The charge port is in the head, with a press in cover.
It’s an unusual cover, because it fits into the charge port. It’s quite secure.
I tested with just the cable included, and not USB-C to USB-C. I don’t have a working tester for that setup now anyway (nor does it seem to be the way Nitecore intended to be charged). Charging is at around 1.3A, which is respectable, and takes around 4 hours to fully charge. You’ll note at the start of the charge, the current is low, around 0.2A. I imagine this to be a soft start on a depleted cell. So Nitecore’s charge circuit seems to take into account how depleted a cell is.
Modes and Currents
|Mode||Mode Claimed Output (lm)||Claimed Runtime||Measured Lumens||Tailcap Amps|
The light exhibits PWM on the lower three modes, but I didn’t notice it during use.
For reference, here’s a baseline shot, with all the room lights off and almost nothing hitting the sensor. And here’s the worst PWM light I have ever owned. Also one of the very first lights I ordered directly from China!
User Interface and Operation
There are two switches on the TM9K. The Power button is the big proud mechanical switch. The mode button is a paddle (ish) switch that doesn’t rise over the edge of the tailcap at all.
Here’s a UI table!
|Off||Click Power Switch (PS)||On (last used mode)|
|Off||Half press PS||Momentary (last used mode)|
|On||Click Mode Switch (MS)||Mode advance (Ultralow>L>M>H)|
|Any||Hold MS||Turbo Ready Turbo|
|Any||Double click MS||Strobe|
|Strobe||Click MS||Previous Mode|
|Off||Click PS while holding MS||Lockout (with battery level indication)|
|Lockout||Triple click MS||Unlock|
LED and Beam
The TM9K has 9 Cree XP-L HD emitters, and is basically a mule. Each of those has a tiny reflector, but really, this is a mule. Up close, the beam shape can be seen, but past about 3 feet it just becomes entirely flood.

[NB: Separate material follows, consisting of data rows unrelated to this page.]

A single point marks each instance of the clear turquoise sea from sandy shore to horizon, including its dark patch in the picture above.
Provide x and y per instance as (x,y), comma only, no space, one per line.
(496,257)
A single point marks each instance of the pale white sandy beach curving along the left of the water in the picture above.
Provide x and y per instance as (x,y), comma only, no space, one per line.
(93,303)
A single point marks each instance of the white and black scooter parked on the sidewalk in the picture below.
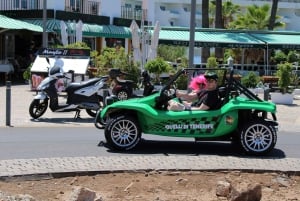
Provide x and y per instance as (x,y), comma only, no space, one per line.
(85,95)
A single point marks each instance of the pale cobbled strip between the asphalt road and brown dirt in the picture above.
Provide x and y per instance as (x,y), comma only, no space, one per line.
(92,165)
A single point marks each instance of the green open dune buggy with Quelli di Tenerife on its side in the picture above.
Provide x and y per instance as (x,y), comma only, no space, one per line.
(242,117)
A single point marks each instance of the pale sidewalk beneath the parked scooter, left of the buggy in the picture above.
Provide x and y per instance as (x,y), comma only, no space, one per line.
(21,97)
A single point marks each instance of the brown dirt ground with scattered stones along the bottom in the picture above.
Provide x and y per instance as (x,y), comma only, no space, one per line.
(156,185)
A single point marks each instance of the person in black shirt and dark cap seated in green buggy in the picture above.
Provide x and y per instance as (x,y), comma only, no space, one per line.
(208,99)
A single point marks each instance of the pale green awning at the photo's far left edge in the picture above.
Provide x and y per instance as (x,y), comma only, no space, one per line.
(10,23)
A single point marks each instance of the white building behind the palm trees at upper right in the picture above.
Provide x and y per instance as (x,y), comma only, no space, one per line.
(177,12)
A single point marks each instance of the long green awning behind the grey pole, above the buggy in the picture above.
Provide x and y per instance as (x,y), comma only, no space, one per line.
(227,39)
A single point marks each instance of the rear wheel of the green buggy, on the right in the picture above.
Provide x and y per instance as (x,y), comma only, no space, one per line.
(258,137)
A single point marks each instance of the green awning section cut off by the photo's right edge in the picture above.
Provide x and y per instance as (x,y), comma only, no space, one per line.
(280,40)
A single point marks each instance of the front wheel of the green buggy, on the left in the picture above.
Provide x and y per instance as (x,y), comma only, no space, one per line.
(122,133)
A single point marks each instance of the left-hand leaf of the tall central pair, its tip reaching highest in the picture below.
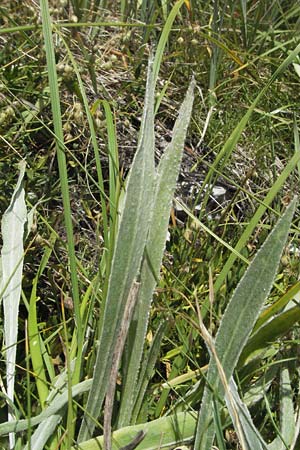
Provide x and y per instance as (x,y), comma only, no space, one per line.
(129,248)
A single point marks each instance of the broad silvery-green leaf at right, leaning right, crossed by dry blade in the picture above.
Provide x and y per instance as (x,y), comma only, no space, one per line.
(239,319)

Not that it’s bad. Mules are great, and have good uses. I don’t think it’s stated anywhere, but these lean toward the CW temperature.
These beamshots are always with the following settings: f8, ISO100, 0.3s shutter, and manual 5000K exposure.
Tint vs BLF-348 (Killzone 219b version)
Test light is on the left.
I compare everything to the Killzone 219b BLF-348, because it’s inexpensive and has the best tint!
Random Comparisons and Competitive Options….
Here’s a link to a relevantly filtered page on parametrek.com. I use that site a lot!
What I like
- Solid little chunk of a light
- Incredible (brief) output
- Able to USB-C charge (properly)
- 1.3A charging from regular USB isn’t bad at all anyway
What I don’t like
- Integrated cell, and not user replaceable
- No good lanyard attachment point
- This light was provided by Nitecore for review. I was not paid to write this review.